Robert Mangold
Born in 1930, in Huntingburg, Indiana, Robert Mangold received his arts education from Indiana University, where he earned a B.A. in 1959 and an M.F.A. in 1960. He has taught at Indiana University and Metropolitan State College in Denver, Colorado, where he currently resides.
Mangold’s primary artistic concern is the interrelationship of time and space as expressed through movement in sculpture. Equally fascinated by natural systems – ranging from the sub-atomic to the cosmic – and the dynamics of manmade constructions, the inspirations for Mangold’s compositions are exceptionally far-ranging.
Although his earliest constructions contained figurative references, Mangold began working in a kinetic vocabulary as early as 1958. This places him among the small number of artists that constitute the first generation of kinetic sculptors and links him to the kinetic-constructivist lineage informed by the ideas of Gabo and Moholy-Nagy. Developing his first wind-driven pieces at this time, he has continued to explore movement – both actual and implied – ever since.

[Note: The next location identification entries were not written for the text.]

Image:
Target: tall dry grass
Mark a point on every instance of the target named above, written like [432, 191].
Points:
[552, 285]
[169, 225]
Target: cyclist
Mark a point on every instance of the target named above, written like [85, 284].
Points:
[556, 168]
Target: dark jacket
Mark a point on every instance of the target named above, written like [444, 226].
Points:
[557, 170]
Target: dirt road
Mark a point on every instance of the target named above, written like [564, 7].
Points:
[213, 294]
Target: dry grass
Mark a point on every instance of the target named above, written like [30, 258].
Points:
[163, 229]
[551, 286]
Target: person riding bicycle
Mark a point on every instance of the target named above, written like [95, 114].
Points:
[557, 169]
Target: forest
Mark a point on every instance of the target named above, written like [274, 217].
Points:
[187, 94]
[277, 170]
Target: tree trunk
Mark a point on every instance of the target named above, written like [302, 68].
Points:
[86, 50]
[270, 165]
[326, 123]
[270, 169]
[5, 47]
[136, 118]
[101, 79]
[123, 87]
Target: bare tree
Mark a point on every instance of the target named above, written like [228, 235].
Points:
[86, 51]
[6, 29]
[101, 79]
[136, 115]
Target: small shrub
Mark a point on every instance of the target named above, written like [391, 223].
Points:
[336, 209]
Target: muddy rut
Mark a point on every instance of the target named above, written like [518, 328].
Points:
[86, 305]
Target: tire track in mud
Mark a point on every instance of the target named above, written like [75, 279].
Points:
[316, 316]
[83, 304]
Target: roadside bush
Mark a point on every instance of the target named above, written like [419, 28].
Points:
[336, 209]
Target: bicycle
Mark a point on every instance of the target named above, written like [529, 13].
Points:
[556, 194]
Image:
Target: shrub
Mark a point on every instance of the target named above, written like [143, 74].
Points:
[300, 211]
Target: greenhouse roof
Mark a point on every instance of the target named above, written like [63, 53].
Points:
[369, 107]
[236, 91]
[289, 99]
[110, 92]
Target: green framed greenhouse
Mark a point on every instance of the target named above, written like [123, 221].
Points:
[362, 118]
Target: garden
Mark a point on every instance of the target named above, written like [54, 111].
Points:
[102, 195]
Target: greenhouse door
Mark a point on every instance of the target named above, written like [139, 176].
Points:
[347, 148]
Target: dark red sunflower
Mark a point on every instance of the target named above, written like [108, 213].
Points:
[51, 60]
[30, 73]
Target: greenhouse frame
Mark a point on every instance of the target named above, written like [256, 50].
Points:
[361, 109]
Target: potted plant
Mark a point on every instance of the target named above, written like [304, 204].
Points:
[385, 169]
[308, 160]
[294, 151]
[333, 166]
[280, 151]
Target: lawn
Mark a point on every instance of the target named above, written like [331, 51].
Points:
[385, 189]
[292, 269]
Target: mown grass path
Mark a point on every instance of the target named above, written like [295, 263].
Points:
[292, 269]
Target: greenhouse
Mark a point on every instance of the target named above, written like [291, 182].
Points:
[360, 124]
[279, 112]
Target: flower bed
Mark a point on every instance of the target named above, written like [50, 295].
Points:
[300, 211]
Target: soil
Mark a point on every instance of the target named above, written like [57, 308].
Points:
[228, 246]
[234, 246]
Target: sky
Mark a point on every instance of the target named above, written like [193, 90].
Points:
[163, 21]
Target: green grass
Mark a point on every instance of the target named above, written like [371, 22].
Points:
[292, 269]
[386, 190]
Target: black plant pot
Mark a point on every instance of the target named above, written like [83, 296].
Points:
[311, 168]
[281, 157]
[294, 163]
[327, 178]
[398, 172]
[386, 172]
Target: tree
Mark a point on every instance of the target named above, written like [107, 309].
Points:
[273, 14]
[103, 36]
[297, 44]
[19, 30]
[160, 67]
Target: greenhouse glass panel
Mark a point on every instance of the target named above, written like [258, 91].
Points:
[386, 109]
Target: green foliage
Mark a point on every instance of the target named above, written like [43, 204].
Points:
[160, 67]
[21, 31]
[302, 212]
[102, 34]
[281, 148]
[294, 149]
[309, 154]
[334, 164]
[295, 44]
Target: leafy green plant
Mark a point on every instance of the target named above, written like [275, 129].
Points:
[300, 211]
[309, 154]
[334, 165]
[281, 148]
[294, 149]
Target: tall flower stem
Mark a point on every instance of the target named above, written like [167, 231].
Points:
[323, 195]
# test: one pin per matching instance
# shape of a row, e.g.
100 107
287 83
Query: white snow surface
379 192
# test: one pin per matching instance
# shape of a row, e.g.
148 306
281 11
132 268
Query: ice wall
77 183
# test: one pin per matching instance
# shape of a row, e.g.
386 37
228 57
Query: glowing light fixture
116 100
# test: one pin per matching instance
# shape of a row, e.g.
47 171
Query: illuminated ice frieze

Among his most renowned compositions, his wind-driven, stainless steel sculptures, which he labels Anemotives, juxtapose the consistency of repeated movement in a single direction with the unpredictability of its cause: the wind. Mangold has dedicated other works to examining space rather than motion. His I-Beam series witnessed him operating within a predetermined set of dimensions – those of steel I-beams –to create daring meditations on negative space.
Mangold’s most recent series, PTTSAAES, can be seen as the culmination of his diverse efforts to integrate investigations of both space and movement as embodied in sculptural form. Though deriving its title from an acronym for the phrase, “a Point Traveling Through Space At An Erratic Speed,” the series does not – in fact – include a single ‘point’ that lies within a tangible mobile element.
Rather, the ‘point’ and its ‘speed’ are purely implied. The first can only be defined as the ever roving focus of the viewer’s gaze; the latter is experienced as the perceived time it takes to transfer one’s visual attention from segment to segment of polished, or painted, piping that Mangold positions so as to form sharply angular joints. Although they impose a demand on the viewer’s attention, these works – like all his others – deliver considerable aesthetic and intellectual rewards in return.
Robert Mangold has exhibited internationally in more than 20 solo exhibitions, and his work has frequented important group shows throughout the world. He is the recipient of numerous awards including both the Colorado Artist of the Year and the AFKEY Award from the Denver Art Museum as well as the Henry Moore Grand Prize from the Hakone Open-Air Museum, Tokyo.